I can’t believe I’m Secretary Girl again. If I’d known, I’d have packed my staple remover. But I’m not complaining; I’m just relieved to have a job after four weeks of fruitless searching. I’d naively hoped I’d waltz into a marketing-Internet-writer-geek job like I had in Australia, but I hadn’t done my research. Edinburgh is a financial town, so that’s where the jobs are. It makes me wish I’d got a proper career like teaching, nursing, or accountancy. They’re always in demand, unlike arts degree layabouts.
So we’re stuck with temporary work. We dumbed down our résumés and signed up with half a dozen recruitment agencies. I felt the cobwebs settle over my qualifications as each agent asked, “Can you do Word and Excel?” After taking what seemed like a dozen different typing tests, they informed us the minimum hourly rate was £5.50. We’ll be earning far less than we did in Australia, in a country that is twice as expensive. Well, they did say travel was character-building.
At least Rhi is working with me. We’re going batty together. We spend our days in a tiny attic office, typing in
medical details. It gets rather depressing, seeing all this information about people in their twilight years. Some of them are really in a bad way. I wonder if they’re happy, if they’re alone in their house watching Emmerdale, or if they’ve got enough legs to pop out to the bingo. I type in their contact details and wonder who’ll be my contacts when I’m old and gray. I must start sucking up to people in advance.

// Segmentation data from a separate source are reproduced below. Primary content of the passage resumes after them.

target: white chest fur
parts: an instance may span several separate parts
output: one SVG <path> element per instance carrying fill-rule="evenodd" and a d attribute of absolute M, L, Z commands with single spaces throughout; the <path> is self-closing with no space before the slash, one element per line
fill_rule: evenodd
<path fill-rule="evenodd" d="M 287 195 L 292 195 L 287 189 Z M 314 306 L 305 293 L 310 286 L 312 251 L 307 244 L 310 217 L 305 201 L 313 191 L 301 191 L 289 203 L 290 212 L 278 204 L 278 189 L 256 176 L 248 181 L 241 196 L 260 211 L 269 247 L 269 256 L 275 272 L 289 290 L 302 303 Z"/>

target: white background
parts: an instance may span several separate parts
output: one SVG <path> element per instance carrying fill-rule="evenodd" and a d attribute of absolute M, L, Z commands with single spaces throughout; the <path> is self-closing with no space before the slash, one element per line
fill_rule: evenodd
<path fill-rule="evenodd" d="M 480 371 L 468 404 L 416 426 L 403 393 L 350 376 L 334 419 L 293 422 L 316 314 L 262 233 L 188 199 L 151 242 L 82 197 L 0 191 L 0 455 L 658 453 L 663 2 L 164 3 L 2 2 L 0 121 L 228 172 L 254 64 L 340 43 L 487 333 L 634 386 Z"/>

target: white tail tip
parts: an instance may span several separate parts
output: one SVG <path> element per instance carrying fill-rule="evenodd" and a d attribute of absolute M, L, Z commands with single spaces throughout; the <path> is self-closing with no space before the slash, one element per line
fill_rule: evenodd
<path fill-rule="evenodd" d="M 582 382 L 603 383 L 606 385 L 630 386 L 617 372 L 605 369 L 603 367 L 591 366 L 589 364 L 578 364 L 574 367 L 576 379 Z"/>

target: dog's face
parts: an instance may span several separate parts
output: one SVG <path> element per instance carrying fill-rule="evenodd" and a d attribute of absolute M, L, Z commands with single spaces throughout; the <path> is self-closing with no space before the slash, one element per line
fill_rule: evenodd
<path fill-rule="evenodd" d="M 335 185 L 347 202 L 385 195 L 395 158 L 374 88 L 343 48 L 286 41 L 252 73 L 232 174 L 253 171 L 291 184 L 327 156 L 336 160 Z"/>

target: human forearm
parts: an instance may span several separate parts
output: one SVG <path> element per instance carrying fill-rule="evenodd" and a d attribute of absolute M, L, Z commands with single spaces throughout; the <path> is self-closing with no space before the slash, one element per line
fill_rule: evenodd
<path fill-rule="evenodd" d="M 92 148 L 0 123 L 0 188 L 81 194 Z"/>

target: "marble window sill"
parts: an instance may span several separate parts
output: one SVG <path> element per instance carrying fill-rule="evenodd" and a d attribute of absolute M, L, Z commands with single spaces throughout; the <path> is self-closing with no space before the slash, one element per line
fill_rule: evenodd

It scares me, all these things that can go wrong with your mind and body. We’ve seen stomach ulcers and paralysis and hernias and cancers and dementia. It makes me want to run away from the office and climb some hills, write a book or shag some kilted men while I’m still relatively sprightly.
All musing aside, the urge to be unprofessional quite often prevails. It is dull, repetitive work, so we amuse ourselves by setting challenges to find the oldest client (101), the most common names (Mary and Alex), and the one with the weirdest ailments.
“Right,” I said today. “The first one to find a goiter wins a fiver.”
WEEK 120
April 28
I’ve made contact! I’ve found a friend. Two, actually!
Tonight I met up with Rory in a cozy pub on the Royal Mile. Rory is a fellow Australian whom I’ve “known” online for many years. Since we have the dubious honor of both being Canberran expats in Edinburgh, we had to meet up.
His wife Jane came along too and they were both friendly and hilarious. It was heartening to meet people who’ve successfully existed in Scotland for nearly two years. We bitched about the weather and the food and reminisced about things we missed from Australia. Best of all they told me all about their European travels, which had me squirming in my seat with excitement and remembering why we literally turned our lives upside down.
It wasn’t until I got home that I realized I’d done two very un-Shauna things tonight. Firstly, I went to a pub and not once did I fret about breaking chairs or knocking over drinks with my enormous hips. Secondly, I talked to strangers! Sure, I’d known Rory from the Internet, but he could have been a serial killer or stamp collector, so it was somewhat bold of me. I’d say the evening was a dazzling step forward for this reformed hermit. And now I’ve got two new numbers in my mobile phone.